State v. Orsello

529 N.W.2d 481 | Minn. Ct. App. | 1995

529 N.W.2d 481 (1995)

STATE of Minnesota, Respondent,
v.
Paul Edward ORSELLO, Appellant.

No. C2-94-1435.

Court of Appeals of Minnesota.

April 4, 1995.
Review Granted June 14, 1995.

*482 Hubert H. Humphrey, III, Atty. Gen., James B. Early, Asst. Atty. Gen., St. Paul, MN, James T. Reuter, Chisago County Atty., Center City, for respondent.

Cynthia A. Jokela, Robin Powers Kinning, Kimberly J. Nordby, Fredrikson & Byron, P.A., Minneapolis, for appellant.

Considered and decided by KALITOWSKI, P.J., LANSING and SHORT, JJ.

OPINION

LANSING, Judge.

A defendant convicted of harassment under Minn.Stat. § 609.749 challenges the denial of his motion for a new trial based on the jury instruction setting forth the requisite intent. The district court interpreted the statute to require that the state show general and not specific intent, and we affirm.

FACTS

Diane and Paul Orsello dissolved their nine-year marriage in November 1992. In June 1992, while the couple was separated, Diane Orsello obtained a restraining order against Paul Orsello that prohibited him from contacting her through any means of communication. In May 1993 Paul Orsello was convicted of a July 1992 violation of the protection order.

In November 1993, Paul Orsello was charged for a series of incidents alleged to be harassment. The first incident occurred on June 1, 1993, the effective date of Minn.Stat. § 609.749, when he came to the children's Tuesday night T-ball practice (in violation of the protection order) and left only when Diane Orsello threatened to call the police. One week later he made a U-turn when he saw Diane Orsello driving in the opposite direction; he followed her through two right turns, a left turn, and a third right turn, desisting when she drove into the parking lot of a police and fire station.

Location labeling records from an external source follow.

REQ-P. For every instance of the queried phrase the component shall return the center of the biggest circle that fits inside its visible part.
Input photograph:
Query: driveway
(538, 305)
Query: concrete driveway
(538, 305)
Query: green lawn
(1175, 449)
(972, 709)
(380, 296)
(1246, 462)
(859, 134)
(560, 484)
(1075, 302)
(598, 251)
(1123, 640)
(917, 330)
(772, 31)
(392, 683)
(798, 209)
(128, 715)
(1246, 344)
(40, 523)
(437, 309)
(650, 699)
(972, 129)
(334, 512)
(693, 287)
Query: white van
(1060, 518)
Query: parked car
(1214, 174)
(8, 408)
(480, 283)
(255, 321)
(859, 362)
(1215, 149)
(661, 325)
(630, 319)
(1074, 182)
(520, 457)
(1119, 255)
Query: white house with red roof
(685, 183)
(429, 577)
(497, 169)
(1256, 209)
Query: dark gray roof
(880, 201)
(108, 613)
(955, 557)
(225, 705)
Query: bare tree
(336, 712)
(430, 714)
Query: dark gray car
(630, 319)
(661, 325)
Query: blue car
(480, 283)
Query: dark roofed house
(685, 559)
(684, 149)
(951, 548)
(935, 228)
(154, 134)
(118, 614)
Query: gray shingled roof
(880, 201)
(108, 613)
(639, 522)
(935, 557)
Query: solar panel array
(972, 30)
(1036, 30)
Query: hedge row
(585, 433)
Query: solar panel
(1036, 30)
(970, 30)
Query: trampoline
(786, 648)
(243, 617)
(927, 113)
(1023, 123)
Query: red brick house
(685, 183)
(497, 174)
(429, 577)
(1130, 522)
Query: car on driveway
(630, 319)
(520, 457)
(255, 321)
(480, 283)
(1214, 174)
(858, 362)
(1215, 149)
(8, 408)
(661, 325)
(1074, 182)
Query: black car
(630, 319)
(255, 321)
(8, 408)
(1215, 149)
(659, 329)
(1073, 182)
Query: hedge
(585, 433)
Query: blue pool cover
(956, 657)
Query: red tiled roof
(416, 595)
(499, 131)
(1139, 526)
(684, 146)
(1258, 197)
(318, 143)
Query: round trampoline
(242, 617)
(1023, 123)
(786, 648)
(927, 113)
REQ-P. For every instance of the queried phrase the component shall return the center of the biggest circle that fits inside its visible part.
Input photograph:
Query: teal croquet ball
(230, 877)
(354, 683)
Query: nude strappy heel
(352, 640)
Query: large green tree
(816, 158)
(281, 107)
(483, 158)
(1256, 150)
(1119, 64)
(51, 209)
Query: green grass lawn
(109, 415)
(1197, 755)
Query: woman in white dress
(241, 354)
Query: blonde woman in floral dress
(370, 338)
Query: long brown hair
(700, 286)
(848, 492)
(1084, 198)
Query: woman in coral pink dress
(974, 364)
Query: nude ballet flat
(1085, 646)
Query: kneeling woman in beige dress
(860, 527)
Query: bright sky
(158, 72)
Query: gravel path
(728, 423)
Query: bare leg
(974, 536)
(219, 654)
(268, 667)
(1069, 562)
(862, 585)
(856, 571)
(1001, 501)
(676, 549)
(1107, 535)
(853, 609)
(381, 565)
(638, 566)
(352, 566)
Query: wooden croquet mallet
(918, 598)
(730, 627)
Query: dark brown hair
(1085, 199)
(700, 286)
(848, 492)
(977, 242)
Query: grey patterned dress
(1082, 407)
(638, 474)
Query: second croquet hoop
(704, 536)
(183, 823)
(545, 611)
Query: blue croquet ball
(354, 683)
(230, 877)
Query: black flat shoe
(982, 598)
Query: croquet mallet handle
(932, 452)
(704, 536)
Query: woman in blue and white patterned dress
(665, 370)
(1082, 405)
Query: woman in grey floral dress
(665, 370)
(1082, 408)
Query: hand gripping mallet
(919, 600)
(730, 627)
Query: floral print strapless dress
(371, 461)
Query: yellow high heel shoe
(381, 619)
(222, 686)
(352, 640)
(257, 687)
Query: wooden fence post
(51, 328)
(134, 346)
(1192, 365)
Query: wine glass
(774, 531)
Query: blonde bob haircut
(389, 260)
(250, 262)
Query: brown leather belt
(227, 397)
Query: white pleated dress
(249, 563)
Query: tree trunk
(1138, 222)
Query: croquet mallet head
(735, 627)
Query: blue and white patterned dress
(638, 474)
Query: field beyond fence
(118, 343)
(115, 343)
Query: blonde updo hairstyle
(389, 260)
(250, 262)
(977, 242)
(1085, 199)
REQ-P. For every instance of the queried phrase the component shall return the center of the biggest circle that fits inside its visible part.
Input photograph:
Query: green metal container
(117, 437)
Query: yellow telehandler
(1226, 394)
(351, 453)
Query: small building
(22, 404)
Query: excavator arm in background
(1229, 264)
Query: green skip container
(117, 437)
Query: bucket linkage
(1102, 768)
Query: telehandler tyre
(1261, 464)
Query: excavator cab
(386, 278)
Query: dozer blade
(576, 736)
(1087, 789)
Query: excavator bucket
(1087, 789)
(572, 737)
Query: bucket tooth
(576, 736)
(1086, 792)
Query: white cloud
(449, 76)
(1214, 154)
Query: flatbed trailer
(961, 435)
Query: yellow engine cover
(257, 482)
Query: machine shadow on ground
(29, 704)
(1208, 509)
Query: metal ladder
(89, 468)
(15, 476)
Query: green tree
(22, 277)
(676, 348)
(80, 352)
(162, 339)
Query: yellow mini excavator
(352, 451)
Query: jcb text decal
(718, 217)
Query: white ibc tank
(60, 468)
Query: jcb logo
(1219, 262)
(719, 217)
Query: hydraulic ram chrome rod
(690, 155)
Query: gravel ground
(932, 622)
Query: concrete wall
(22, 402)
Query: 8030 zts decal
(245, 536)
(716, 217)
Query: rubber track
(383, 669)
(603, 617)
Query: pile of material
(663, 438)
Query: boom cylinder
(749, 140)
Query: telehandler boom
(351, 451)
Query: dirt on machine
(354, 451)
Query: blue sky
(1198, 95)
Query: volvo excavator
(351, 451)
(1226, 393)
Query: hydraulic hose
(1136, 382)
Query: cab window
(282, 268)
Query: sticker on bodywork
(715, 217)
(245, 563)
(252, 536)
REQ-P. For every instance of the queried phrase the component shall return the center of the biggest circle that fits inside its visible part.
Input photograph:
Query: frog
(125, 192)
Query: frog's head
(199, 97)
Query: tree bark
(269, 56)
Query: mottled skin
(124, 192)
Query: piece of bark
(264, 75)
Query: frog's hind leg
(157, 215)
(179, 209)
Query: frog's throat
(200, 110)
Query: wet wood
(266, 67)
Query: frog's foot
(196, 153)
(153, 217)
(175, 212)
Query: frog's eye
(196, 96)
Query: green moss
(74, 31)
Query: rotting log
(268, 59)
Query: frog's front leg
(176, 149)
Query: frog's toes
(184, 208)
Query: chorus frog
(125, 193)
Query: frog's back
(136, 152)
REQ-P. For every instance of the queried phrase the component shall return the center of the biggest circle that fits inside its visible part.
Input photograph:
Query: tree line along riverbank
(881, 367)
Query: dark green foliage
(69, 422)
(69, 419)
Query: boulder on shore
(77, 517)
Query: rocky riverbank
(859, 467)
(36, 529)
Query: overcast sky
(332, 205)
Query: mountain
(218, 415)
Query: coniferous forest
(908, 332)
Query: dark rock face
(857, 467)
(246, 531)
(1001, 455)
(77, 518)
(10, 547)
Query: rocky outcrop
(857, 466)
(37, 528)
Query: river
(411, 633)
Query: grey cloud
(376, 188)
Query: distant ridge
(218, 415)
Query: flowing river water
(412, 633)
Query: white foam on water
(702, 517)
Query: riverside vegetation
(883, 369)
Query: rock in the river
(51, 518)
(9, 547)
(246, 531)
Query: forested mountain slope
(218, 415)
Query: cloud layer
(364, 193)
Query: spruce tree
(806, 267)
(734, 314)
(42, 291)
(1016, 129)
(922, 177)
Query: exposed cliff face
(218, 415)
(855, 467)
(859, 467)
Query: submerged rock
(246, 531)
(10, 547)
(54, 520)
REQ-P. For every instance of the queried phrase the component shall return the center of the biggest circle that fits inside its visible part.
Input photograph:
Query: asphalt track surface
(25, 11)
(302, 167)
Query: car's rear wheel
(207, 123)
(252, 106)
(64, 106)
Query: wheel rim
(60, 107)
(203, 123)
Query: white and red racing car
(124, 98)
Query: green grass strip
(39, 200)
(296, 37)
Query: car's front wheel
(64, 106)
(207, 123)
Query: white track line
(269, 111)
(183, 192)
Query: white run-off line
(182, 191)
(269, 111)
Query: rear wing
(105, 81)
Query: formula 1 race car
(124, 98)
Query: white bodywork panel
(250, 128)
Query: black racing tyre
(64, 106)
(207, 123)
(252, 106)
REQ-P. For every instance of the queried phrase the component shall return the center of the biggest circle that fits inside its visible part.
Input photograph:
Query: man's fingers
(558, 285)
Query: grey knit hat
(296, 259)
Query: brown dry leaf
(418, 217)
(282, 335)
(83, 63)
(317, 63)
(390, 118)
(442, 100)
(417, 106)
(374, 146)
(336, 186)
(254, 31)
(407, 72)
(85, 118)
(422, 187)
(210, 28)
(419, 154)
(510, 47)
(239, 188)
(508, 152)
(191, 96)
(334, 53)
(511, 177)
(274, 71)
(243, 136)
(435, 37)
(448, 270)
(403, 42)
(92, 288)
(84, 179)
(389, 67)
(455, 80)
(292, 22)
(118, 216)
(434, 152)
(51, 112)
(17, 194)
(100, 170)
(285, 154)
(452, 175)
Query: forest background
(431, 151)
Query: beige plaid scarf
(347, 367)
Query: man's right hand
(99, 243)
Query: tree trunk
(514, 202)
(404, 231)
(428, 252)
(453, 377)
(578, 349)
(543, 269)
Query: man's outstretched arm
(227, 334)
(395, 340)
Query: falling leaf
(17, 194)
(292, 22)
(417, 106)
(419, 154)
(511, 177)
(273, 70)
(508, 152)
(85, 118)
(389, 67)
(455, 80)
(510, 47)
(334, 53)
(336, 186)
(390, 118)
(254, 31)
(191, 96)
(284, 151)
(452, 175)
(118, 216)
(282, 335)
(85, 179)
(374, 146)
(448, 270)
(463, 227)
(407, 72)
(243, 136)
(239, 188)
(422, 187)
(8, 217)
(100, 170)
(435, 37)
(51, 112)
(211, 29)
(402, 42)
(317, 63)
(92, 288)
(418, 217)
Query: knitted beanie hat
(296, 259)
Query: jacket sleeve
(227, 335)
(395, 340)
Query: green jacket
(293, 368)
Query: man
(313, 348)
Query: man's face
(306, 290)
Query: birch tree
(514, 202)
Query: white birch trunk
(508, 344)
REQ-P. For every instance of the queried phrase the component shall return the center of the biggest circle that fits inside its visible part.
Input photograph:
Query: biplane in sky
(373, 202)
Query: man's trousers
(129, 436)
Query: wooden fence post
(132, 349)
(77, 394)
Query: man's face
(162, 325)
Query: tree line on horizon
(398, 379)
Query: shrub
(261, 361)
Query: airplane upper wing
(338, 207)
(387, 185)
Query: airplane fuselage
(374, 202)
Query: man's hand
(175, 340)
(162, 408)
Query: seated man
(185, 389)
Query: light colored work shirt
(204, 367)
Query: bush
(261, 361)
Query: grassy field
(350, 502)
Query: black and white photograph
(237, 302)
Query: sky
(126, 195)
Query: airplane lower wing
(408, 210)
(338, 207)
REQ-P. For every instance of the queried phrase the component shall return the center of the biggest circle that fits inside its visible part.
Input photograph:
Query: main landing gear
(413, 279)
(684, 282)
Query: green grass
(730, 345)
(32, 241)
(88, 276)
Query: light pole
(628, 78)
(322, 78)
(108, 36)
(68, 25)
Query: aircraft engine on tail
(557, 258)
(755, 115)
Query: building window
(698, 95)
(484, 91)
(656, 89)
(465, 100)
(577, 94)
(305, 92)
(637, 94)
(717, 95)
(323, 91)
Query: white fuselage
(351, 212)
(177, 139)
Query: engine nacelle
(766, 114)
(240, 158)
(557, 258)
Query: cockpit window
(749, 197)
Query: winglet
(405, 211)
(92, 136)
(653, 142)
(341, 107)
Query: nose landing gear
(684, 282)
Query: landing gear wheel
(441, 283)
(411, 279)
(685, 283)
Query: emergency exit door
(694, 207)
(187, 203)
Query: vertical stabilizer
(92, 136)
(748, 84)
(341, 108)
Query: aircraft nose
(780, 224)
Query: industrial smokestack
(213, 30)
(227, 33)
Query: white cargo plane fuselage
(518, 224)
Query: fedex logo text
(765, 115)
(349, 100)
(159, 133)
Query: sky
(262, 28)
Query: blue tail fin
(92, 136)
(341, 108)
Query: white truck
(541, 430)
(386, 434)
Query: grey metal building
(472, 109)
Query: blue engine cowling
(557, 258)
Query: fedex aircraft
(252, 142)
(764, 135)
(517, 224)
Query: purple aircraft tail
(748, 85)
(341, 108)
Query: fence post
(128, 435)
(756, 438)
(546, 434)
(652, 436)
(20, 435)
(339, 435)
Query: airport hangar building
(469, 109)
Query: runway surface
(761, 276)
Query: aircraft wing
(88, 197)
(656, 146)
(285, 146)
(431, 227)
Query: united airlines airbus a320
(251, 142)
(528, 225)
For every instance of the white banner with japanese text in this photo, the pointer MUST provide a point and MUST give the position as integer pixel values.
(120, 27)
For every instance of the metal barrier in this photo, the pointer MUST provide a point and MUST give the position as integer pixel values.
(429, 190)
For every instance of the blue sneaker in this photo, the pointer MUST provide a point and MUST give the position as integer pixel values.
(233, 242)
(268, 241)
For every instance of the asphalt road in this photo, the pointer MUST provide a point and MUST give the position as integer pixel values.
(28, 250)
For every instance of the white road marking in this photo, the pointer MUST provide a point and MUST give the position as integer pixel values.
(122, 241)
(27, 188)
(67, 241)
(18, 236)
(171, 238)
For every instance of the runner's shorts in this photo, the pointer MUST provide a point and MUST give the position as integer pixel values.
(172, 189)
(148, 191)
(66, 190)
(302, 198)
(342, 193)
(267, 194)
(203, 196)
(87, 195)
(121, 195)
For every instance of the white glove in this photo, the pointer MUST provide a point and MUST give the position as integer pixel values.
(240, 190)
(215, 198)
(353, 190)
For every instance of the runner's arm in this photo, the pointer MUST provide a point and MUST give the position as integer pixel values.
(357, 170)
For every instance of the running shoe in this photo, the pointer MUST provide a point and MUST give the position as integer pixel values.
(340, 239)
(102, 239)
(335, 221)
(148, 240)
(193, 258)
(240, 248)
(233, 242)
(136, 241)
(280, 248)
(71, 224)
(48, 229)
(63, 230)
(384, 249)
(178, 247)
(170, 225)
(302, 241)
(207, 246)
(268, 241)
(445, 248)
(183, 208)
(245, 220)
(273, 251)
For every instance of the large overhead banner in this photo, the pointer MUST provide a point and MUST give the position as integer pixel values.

Paul Orsello also left repeated telephone messages on Diane Orsello's answering machine and numerous written notes in her mailbox from June until November 1993. The majority of these messages and notes were directed at her, asking for a date or to talk. A general theme in these communications was that lawyers, judges, and county social services providers were manipulating *483 Diane Orsello to break up the family. Many of the messages and notes were addressed to the children and told them to do things to their mom (hug and kiss, pray, talk) for their dad. In one message he told Diane Orsello that her protection order was ineffective.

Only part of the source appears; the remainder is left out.